You are asked to propose a strategy for building and rolling out this pricing engine, including market/competitive context, economic sizing, operating model, and a phased go-to-market plan.
Current Business & Data Snapshot
NRG sells ~180,000 active SKUs annually, but volume is concentrated.
- Top 5,000 SKUs drive ~62% of revenue
- Top 20,000 SKUs drive ~84% of revenue
Category mix and economics
| Category | Revenue Share | Avg Gross Margin | Notes |
|---|
| Small Appliances | 28% | 26% | Highly price transparent; many identical UPCs across retailers |
| Home Organization & Storage | 22% | 36% | More private label; lower direct comparability |
| Bedding & Bath | 18% | 39% | Seasonal promo heavy |
| Cleaning & Floor Care | 14% | 29% | Mix of branded and private label |
| Kitchenware | 10% | 34% | Moderate price transparency |
| Other | 8% | 33% | Long tail |
Competitive and customer behavior indicators
- NRG’s internal “price index” (100 = parity with Amazon on matched items) is 104 on the top 1,000 matched branded SKUs.
- Online conversion rate is 3.2%, down from 3.6% last year.
- Cart abandonment attributed to “found better price elsewhere” is 18% of abandonment reasons (from exit survey).
- Promotions account for 22% of units but 38% of gross profit dollars (because promos are used to move high-margin private label and bundles).
Operational constraints
- Price changes must be communicated to stores; shelf labels are updated weekly today.
- E-commerce prices can change daily, but customer service and marketing teams require at least 24 hours notice for major price moves on advertised items.
- Legal/compliance requires guardrails to avoid discriminatory pricing and to comply with state-level price display rules.
Your Task (Deliverables)
As the candidate, you should walk through how you would approach building the pricing engine and the surrounding strategy. Address the following:
- Define objectives and success metrics: What is the engine optimizing for, and how do you prevent “local” optimization that harms the brand?
- Size the value opportunity: Provide a back-of-the-envelope estimate of profit impact over 12 months, including where it comes from (e.g., price increases on inelastic items, promo optimization, markdown efficiency).
- Competitive analysis: How do Amazon/Walmart/Target and specialty retailers price in these categories, and what does that imply for NRG’s pricing posture? Use a structured lens (e.g., Porter’s Five Forces or a tailored competitive dynamics view).
- Design the pricing engine approach: What inputs, segmentation, and decision logic would you use? Where would you start (which SKUs/categories/channels) and why?

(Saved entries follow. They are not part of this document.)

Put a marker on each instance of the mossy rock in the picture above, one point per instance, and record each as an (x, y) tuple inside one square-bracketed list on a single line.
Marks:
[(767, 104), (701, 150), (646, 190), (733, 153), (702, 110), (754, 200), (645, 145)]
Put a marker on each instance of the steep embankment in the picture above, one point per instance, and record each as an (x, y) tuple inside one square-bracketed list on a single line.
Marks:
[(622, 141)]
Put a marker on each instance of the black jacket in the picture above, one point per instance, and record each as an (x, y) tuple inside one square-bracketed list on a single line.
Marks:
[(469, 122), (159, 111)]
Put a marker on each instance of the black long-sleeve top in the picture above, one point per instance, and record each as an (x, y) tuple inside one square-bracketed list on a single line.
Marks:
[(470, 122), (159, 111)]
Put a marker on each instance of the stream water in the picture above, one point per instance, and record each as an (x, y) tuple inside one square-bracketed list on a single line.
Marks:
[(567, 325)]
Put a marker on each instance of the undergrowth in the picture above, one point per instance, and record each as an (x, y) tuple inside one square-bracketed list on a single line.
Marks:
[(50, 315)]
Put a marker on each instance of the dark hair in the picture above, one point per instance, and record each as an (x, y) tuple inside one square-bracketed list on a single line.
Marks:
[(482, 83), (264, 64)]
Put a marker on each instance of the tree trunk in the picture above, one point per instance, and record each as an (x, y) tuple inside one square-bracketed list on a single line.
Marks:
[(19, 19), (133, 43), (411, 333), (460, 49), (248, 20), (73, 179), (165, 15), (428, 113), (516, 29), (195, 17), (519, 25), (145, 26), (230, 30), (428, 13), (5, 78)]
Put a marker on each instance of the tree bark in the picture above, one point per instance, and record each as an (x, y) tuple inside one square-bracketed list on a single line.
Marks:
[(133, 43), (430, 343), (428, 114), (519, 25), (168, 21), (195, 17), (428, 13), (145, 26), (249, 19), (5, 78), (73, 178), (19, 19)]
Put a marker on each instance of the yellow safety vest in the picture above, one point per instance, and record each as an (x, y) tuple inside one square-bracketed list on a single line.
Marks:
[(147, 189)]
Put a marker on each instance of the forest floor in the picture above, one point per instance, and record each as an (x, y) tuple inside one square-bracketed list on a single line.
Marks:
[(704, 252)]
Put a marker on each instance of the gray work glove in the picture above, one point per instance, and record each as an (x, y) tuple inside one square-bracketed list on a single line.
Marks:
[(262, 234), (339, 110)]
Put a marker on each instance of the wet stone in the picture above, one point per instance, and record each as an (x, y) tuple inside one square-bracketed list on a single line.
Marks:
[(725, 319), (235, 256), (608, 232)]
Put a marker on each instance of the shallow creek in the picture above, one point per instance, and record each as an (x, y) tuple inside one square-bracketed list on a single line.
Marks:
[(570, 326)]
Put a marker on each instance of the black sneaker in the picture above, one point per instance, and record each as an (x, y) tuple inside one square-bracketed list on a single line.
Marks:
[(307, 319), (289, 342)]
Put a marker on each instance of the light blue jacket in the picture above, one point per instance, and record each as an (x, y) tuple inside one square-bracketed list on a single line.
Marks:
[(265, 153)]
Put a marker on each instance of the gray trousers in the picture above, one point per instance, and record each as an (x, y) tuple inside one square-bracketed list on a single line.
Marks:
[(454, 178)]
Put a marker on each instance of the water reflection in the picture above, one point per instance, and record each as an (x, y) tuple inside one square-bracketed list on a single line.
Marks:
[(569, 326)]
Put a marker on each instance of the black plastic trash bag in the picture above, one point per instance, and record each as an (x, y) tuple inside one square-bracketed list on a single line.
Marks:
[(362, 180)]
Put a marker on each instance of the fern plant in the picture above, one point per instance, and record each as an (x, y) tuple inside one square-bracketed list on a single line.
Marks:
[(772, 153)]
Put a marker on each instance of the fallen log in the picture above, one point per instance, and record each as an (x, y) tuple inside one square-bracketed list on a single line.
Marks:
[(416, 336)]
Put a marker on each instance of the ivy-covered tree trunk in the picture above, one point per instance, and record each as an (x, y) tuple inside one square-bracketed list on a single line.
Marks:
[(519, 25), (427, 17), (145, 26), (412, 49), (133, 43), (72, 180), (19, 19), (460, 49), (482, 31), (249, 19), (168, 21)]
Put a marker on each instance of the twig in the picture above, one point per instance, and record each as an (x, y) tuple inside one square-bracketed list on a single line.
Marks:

- Go-to-market and operating model: How do you roll this out across merchandising, stores, marketing, and finance? What governance and controls are needed?
Constraints
- Timeline: Show measurable impact within 16 weeks; full rollout target within 12 months.
- Budget: $4.5M for the first year (people + tooling + data acquisition).

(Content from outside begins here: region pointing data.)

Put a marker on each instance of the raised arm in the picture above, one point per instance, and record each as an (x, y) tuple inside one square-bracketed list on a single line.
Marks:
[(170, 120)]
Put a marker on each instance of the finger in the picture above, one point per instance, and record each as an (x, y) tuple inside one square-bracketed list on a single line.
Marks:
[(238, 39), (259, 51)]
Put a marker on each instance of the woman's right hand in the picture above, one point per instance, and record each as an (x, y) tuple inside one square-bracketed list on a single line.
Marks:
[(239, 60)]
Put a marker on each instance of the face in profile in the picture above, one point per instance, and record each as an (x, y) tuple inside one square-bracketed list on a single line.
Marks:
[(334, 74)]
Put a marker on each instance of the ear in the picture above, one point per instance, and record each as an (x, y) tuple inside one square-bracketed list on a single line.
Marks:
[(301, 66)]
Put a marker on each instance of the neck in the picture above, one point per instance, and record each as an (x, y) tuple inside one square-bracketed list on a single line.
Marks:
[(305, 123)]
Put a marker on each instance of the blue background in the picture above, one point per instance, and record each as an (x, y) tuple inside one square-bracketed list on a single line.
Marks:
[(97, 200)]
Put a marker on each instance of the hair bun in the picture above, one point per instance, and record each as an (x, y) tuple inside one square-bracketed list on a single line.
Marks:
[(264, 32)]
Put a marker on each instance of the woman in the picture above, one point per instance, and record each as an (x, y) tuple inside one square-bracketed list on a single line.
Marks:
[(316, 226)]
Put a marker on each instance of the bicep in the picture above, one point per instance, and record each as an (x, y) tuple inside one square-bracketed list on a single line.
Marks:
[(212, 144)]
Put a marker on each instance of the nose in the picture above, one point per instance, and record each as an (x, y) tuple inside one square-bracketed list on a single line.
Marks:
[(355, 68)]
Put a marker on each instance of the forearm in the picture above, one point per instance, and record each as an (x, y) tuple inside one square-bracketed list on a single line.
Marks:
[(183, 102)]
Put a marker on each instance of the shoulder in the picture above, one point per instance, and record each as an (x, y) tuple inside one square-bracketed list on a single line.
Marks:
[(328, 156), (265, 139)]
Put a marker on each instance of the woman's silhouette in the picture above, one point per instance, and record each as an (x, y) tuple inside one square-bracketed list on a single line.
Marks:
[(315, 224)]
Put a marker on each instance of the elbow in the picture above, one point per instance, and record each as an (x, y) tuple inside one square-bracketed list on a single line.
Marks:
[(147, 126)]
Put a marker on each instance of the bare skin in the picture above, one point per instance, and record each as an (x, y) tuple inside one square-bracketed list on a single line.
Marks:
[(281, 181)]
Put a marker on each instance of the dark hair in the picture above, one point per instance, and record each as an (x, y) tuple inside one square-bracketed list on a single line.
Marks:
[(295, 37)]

- Team: 1 product manager, 6 data scientists/ML engineers, 4 data engineers, 2 analysts; merchandising team is already at capacity.
- Risk: Avoid a visible “race to the bottom” on price; maintain NRG’s brand promise.
- Systems: Legacy pricing system supports batch uploads once per day; store POS updates weekly unless upgraded.
You may ask clarifying questions, but assume you must present a coherent plan with reasonable assumptions and explicit trade-offs.